The best part was, we had the same goal: to make my book the best possible version of itself.
But, although we’d had a great phone call, this editor’s house hadn’t made an offer yet, or even taken the book to the editorial board.
So I waited. And waited. Through the six most excruciating days of my entire life, through reassuring emails from my agent, through panicked gchats to the one friend who knew what was going on.
The call was on a Thursday. The next Wednesday, I was out to dinner with my parents and my younger sister, whom I hadn’t seen in months. It was the first time all week that my book wasn’t the main thing on my mind.
So when I glanced down at my phone between dinner and dessert, I was shocked to see a series of texts from Kelly:
…I had enabled notifications on my publishing email. So I scrolled down.
And saw the subject line. The one that said “Offer from Disney-Hyperion for THE DEVOURING GRAY.”

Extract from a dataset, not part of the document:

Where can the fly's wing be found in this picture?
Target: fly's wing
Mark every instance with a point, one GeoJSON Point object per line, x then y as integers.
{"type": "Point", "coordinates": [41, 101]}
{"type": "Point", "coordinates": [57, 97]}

I started shaking. And then, as I fumbled to open my phone, I started sobbing, in the middle of an Italian restaurant, in front of half my family and many concerned diners who had no idea why the girl in the corner booth was suddenly hysterically crying.
The next few minutes are a blur — me reading the email through my tears, my parents reading the email, explaining hastily to the tables next to us what was going on. The waiter brought us champagne. I rushed out of the restaurant to call Kelly, my boyfriend, and my best friend.
It was one of the best nights of my life.
The next few days are a blur, too. We were lucky enough to get another offer, and while I also liked the other editor a lot, I ultimately chose the first one I talked to. Her enthusiasm and passion made me confident that THE DEVOURING GRAY had found the perfect home.
That assistant editor is Hannah Allaman, who co-acquired THE DEVOURING GRAY duology with Emily Meehan. I will forever be grateful that they fell in love with my creepy woods book, and that the rest of the Disney-Hyperion team was on board!
After the deal was struck, it took about three months for it to actually be announced. Publishing is slow! Being an author means getting used to lots of waiting.
But now the news is out, and at last, I can tell you all. I’m so thrilled to continue sharing my publication journey with the Writer’s Block Party readers!
I can’t wait until THE DEVOURING GRAY is out in the world — Spring 2019 feels a long way away, but at least that gives me plenty of time to get used to being a debut author.